Danish Crown forced to cut capacity at two slaughterhouses
Russia's invasion of Ukraine has resulted in record high prices for energy and feed for, among other things, pigs. The payments to the farmers have not kept up at the same pace, and therefore the supply of fattening pigs to Danish Crown has fallen noticeably over the past months.
"It's really a difficult situation. The employees who are affected by this have put in an excellent effort. Since autumn 2020 and until a few weeks ago, we have almost constantly had more pigs ready for slaughter than we could manage to slaughter. Now the picture looks completely different, and it hurts that we are now, by all accounts, going to say goodbye to around 350 skilled employees," says Per Laursen, who is production director at Danish Crown.
Danish Crown saw a large increase in supplies on the back of the outbreak of African swine fever in Germany two years ago. This created the need for several hundred new employees at the slaughterhouses all over the country, but the record high costs for feed and energy are now causing many farmers to throttle back or completely close their production.

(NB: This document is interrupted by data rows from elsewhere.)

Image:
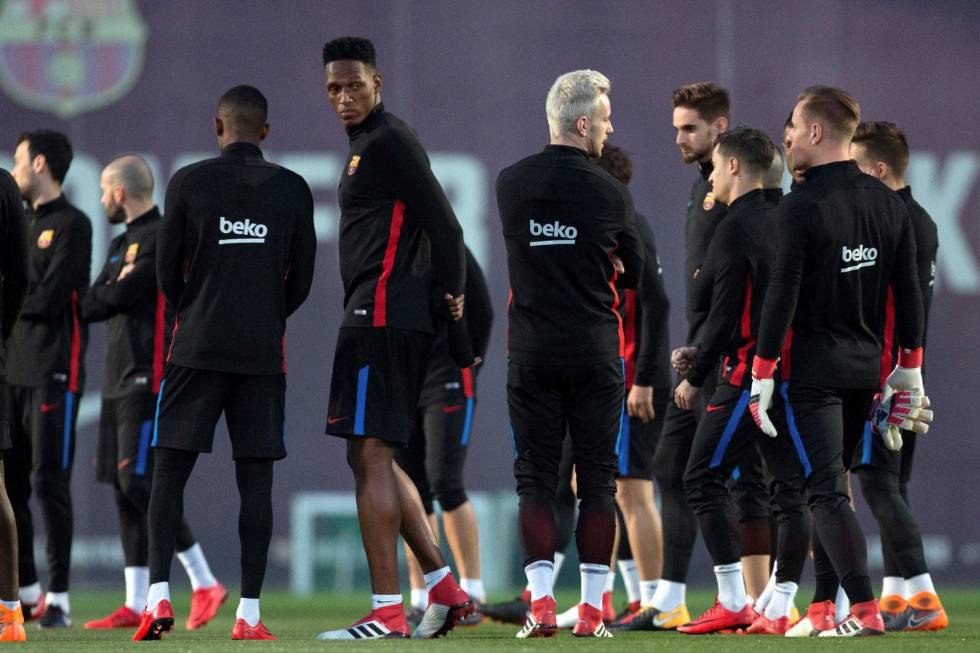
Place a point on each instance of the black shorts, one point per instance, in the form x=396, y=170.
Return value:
x=125, y=433
x=191, y=401
x=436, y=454
x=544, y=404
x=639, y=440
x=378, y=374
x=41, y=426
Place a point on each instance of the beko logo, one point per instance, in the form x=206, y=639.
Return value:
x=861, y=256
x=253, y=232
x=558, y=233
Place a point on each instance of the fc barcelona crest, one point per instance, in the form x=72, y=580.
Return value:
x=354, y=162
x=70, y=56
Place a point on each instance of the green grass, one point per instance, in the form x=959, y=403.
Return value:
x=296, y=622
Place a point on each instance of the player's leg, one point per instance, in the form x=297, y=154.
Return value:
x=54, y=448
x=18, y=463
x=594, y=398
x=724, y=436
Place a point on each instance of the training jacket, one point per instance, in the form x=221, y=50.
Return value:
x=235, y=254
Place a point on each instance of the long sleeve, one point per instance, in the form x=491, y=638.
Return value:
x=68, y=270
x=299, y=278
x=726, y=255
x=654, y=310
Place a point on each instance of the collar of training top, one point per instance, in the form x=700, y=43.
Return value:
x=751, y=197
x=566, y=150
x=835, y=170
x=54, y=205
x=241, y=148
x=370, y=121
x=146, y=217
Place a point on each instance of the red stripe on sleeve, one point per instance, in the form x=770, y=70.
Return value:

The evening shift at Danish Crown's slaughterhouse in Sæby is set to close. In addition, a number of employees on the day shift will be affected, because a number of workplaces on the day shift are linked to the production of the evening shift. In Ringsted, the redundancies are expected to be distributed evenly across the slaughterhouse's various departments and affect employees on both the day shift and the evening shift.
Danish Crown will actively try to help the employees who are about to lose their jobs in the coming months. In the collective agreement applicable to Danish Crown's slaughterhouses, it is agreed that a social plan must be implemented in connection with major redundancies. Each of the affected employees will be invited to an interview to clarify his or her options.
"We will work actively to help the dismissed employees further in collaboration with the Food Confederation and the local job centres. We are also setting up job banks, and in general we have had great success with our social plan in the past. In fact, over the years it has been possible to help more than 90 percent of the affected employees move on to new jobs or start training within six months," says Per Laursen.
The purpose of the job bank is, among other things, to ensure that the employees who are made redundant have priority for vacant jobs at other companies in the Danish Crown group. At the same time, through the social plan, there will be the possibility of courses and training paid by the Danish Crown.